HANDAN SEMA CEYLAN
“10 yaşındasın, bence bunu okuyabilirsin” diye uzattı kitabı annem. Bizim jenerasyonumuzda çocuklara sürekli “travma” yaratacak şeyler yoktu, sanırım. Masallarda, kardeşler, üvey anneler, cadılar, hayvanlar acımasızca davranır, bunları okumamız, izlememiz konusunda bir sıkıntı olmazdı! 1001 Gece Masalları fasiküller şeklinde yayınlandığında her hafta canavarlar, büyüler, kötü kalpli sultanları okur, bunun için özel harçlık alabilirdik…
Böylece 10 yaşımda ilk polisiye kitabımı okudum. Agatha Christie ile tanışmam böyle oldu. Ama ilk okuduğun polisiyenin ismi ne deseniz şimdi kitapçıda farklı isimle bulabilirsiniz. Agatha Christie’nin “Ten Little Niggers”ı Altın Kitaplar tarafından “On Küçük Zenci” olarak Türkçeleştirilmişti. Yine biz çocukken, kültürümüzde zenci kelimesi ırkçı bir söylem olarak görülmüyor, TV’lerde “çikolata renkli sanatçı” demek ayıp sayılmıyordu. Ama bundan 85 yıl önce yine böyle bir kasım ayında İngiltere’de yayınlanan kitap hiçbir zaman Amerika’da orijinal ismiyle basılmadı. Çünkü herkes günahını çok iyi biliyordu. İlk baskı Amerika’da “And Then There Were None” olarak yayımlandı. Türkçeye “Ve Sonra Hiçbiri Kalmadı” diye çevirebiliriz. Aslında kitap ismini olay örgüsünün çözülmesini sağlayan bir şiirden ve 10 küçük siyah çocuk heykelinin bir bir kaybolmasından alıyordu.

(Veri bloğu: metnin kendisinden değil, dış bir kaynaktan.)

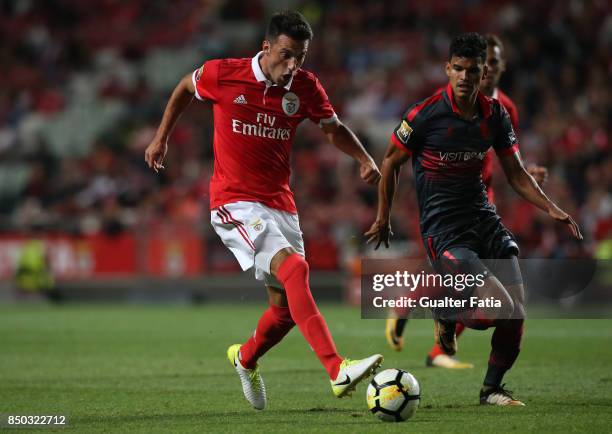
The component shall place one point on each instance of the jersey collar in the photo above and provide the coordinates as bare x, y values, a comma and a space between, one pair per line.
259, 75
483, 102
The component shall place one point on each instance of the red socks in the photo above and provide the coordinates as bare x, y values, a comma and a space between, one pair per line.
293, 274
272, 327
436, 350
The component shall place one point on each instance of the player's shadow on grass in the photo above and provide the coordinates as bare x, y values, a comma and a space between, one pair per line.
276, 417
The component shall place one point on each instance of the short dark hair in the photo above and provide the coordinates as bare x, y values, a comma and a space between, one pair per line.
290, 23
494, 41
469, 45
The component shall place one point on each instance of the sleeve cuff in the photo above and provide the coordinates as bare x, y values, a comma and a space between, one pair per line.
331, 120
195, 86
400, 145
508, 151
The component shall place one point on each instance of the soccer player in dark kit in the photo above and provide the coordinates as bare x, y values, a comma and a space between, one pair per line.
447, 136
257, 105
496, 65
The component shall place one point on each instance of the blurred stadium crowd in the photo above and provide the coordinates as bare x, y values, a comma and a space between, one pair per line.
84, 85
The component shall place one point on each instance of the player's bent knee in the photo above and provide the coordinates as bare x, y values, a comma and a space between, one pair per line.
277, 297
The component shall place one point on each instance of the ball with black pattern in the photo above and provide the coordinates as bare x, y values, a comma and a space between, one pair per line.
393, 395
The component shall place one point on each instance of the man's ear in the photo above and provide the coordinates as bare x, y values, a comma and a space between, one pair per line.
265, 46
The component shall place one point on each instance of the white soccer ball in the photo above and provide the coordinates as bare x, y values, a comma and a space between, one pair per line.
393, 395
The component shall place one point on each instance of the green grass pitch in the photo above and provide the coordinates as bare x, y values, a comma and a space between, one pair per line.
163, 369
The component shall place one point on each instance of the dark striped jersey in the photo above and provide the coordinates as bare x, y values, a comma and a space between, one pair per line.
447, 157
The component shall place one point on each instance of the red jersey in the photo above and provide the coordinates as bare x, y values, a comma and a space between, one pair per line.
487, 168
254, 124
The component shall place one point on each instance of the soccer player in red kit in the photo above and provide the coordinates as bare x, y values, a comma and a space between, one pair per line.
496, 65
257, 105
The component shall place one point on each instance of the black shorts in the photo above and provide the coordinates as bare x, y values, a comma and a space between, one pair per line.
480, 248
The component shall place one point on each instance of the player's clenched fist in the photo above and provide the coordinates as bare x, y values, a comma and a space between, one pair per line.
155, 153
379, 232
369, 173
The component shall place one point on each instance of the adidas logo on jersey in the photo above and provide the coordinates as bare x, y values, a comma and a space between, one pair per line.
240, 100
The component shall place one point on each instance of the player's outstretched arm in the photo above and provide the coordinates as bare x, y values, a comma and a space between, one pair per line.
526, 186
345, 140
380, 231
179, 100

On küçük zenci yemeğe gitti Birisi kendisini boğdu ve kaldı dokuz. Dokuz küçük zenci çok geç kalktı, biri uyuyakaldı, kaldı sekiz, Sekiz küçük zenci Devon’da geziye çıktı,
biri kayboldu, kaldı yedi. Yedi küçük zenci odun kırdı, biri kendisini kesti, kaldı altı,. Altı küçük zenci kovanla oynadı, bir balarası, içlerinden birini soktu, kaldı beş,
Beş küçük zenci mahkemeye gitti,
biri idam cezası aldı, kaldı dört. Dört küçük zenci denize gitti, birini balık yuttu, kaldı üç. Üç küçük zenci hayvanat bahçesine gitti, birine ayı saldırdı, kaldı iki İki küçük zenci güneş altında oturdu,
biri güneşte kızardı, kaldı bir. Bir küçük zenci tek başına kaldı gidip kendisini astı ve hiçbiri kalmadı.

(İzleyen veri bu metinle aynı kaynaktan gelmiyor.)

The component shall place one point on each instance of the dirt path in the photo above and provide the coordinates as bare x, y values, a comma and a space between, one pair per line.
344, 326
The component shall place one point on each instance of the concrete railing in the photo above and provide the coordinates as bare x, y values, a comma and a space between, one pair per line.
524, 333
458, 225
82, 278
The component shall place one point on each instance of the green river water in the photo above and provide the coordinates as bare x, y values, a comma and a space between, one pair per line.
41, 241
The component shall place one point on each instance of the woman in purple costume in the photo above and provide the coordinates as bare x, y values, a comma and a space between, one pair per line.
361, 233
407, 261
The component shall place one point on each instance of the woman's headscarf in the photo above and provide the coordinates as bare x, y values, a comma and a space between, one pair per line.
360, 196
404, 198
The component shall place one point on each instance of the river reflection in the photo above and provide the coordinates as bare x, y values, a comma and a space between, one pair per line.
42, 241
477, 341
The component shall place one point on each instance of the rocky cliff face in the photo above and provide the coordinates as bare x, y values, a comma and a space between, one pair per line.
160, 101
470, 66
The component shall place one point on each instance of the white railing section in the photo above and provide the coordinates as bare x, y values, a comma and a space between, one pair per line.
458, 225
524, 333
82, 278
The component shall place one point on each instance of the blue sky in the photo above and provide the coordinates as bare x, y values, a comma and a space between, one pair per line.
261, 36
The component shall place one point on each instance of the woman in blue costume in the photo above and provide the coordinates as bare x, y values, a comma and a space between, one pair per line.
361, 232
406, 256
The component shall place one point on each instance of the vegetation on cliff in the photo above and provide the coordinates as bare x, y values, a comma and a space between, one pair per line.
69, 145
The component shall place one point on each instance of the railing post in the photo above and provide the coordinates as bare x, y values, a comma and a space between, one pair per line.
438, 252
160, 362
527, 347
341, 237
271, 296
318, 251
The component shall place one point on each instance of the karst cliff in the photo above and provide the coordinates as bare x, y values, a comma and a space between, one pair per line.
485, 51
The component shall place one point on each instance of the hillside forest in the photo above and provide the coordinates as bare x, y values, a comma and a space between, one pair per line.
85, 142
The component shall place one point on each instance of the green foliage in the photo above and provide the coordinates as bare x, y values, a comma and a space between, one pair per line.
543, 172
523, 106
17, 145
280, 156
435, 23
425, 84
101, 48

2021 yılında Christie’nin kendi ajansı kitabın ismini “On Kişiydiler” diye değiştirdiği ve kırıcı dilinden arındırdıklarını açıkladı. Davet edildikleri Zenci Adası’ndaki bir malikanede, ev sahibi olmadan kendi günahları ile başbaşa kalan suçluları anlatıyordu kitap. Aslında herkesin vicdanında neler olup bittiğini bildiği ama birinin gün yüzüne çıkarılmasını istediği suçlar… Üstelik onları adaya getiren teknenin de ortadan kaybolması ile kendi suçları içinde kapana sıkışmış 10 kişi… Yemek masasının üzerindeki 10 küçük siyahi heykelinden biri her ölümle eksilir, son kişi kalana kadar.

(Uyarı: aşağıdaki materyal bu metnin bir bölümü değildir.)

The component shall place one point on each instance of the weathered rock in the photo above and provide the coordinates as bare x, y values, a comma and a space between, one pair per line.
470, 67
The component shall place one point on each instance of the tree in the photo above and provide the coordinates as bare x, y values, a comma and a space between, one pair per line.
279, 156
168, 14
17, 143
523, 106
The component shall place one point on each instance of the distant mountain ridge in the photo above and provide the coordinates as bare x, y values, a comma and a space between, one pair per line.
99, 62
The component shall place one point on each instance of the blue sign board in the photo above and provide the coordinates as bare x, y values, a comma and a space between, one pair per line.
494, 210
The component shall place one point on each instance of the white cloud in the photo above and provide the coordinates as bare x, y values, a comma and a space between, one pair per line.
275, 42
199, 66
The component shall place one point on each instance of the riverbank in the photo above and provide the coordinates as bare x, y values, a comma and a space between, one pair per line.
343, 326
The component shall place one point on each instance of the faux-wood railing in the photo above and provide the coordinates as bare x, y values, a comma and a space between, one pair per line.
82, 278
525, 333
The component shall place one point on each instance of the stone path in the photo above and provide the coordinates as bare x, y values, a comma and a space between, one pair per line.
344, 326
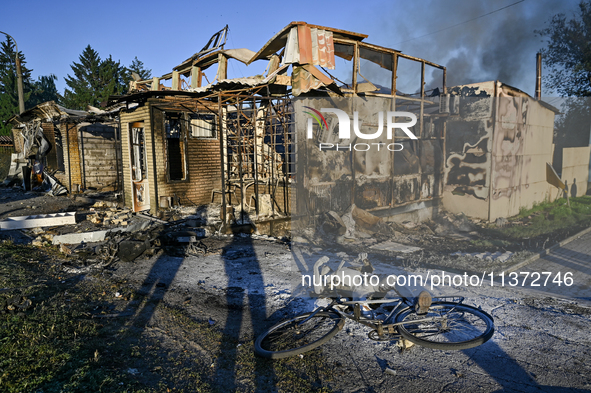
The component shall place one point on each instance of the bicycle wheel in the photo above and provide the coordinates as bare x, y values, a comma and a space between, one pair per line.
298, 335
446, 326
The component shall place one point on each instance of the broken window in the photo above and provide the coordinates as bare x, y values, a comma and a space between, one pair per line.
203, 125
375, 71
175, 146
343, 72
138, 159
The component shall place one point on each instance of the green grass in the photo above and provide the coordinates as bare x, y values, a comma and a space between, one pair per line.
548, 217
57, 345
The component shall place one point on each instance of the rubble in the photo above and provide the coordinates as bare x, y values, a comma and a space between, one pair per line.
487, 256
41, 220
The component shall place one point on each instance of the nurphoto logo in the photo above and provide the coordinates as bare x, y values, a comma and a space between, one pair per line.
344, 129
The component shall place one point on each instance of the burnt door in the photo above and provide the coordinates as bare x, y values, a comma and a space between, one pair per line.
139, 167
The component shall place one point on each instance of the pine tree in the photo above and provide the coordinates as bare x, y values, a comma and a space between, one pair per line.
94, 80
43, 90
568, 54
85, 82
137, 66
8, 83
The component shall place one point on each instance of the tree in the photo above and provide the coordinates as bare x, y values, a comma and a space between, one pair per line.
137, 66
568, 54
112, 79
43, 90
85, 82
8, 83
94, 80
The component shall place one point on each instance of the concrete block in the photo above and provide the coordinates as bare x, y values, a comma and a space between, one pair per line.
77, 238
41, 220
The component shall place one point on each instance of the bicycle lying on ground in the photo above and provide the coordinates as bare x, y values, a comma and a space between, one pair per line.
440, 323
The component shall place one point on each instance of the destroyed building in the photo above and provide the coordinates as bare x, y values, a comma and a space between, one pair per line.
195, 136
499, 141
74, 150
185, 141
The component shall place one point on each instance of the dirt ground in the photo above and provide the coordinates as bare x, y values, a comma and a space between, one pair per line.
244, 284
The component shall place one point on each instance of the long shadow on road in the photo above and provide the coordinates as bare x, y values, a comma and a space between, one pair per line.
241, 264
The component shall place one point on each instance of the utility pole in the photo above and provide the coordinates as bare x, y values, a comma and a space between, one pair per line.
19, 77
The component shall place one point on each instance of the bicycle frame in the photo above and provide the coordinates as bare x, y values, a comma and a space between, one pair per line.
374, 323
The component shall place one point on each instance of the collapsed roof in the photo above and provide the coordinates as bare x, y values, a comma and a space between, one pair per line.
309, 51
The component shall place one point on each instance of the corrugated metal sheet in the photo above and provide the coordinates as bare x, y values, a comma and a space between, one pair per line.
307, 45
237, 82
302, 81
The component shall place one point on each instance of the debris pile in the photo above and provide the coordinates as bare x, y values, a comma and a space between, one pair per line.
15, 304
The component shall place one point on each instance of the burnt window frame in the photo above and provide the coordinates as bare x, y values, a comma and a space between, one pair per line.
214, 119
180, 117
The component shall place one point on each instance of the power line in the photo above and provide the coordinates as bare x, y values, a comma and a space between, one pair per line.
458, 24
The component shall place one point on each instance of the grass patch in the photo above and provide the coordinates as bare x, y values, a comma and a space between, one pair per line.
68, 341
550, 217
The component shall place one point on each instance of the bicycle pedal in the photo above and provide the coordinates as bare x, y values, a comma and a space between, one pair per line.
423, 303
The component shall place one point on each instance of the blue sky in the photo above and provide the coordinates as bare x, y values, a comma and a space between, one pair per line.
162, 34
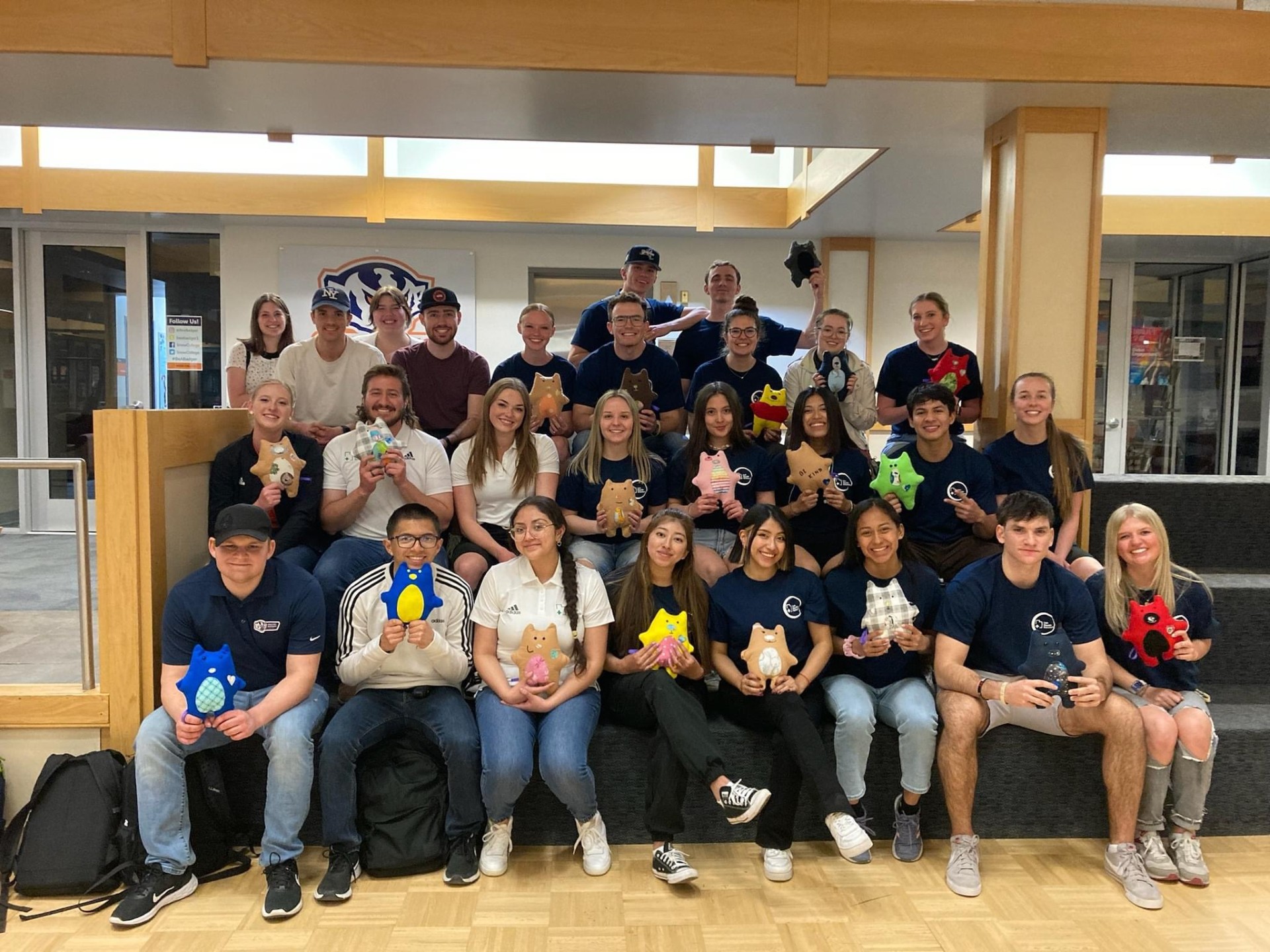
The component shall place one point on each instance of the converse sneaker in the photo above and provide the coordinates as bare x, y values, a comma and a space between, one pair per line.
282, 896
1124, 865
963, 873
593, 840
342, 869
1155, 857
778, 865
847, 836
495, 844
1189, 857
742, 804
155, 890
671, 866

Ahmet Ümit‘in ilk baskısını geçen ay Yapı Kredi Yayınları’ndan yayınlanan kitabı “Yırtıcı Kuşlar Zamanı”nda tanıdık kahraman “Başkomser Nevzat”ı okuduk yine. Ama bir farkla başkasının başına gelenleri değil, kendi başından geçenleri çözmeye çalışıyordu. Üstelik tam da şimdiki toplumumuzun içinde bulunduğun “hafızasızlığı” ile başetmeye çalışarak. Küçük bir Türkiye özeti yaparken, hayat, mutluluk, aşk, kurallar ve pek çok şeyi sorgulamamızı sağlayarak. “Dünya kendini temizliyor” diyor, Ümit kitabında… İlahi adalete olan ihtiyacımıza değiniyor belki de…
Ümit’in kitaba başladığı Epiktetos’tan alıntıyla veda edelim size, belki kitabın geriye kalan sayfalarını çevirmek için siz de benim kadar hevesli olursunuz:
“Bir kere sınırı aşan için artık sınır yoktur.”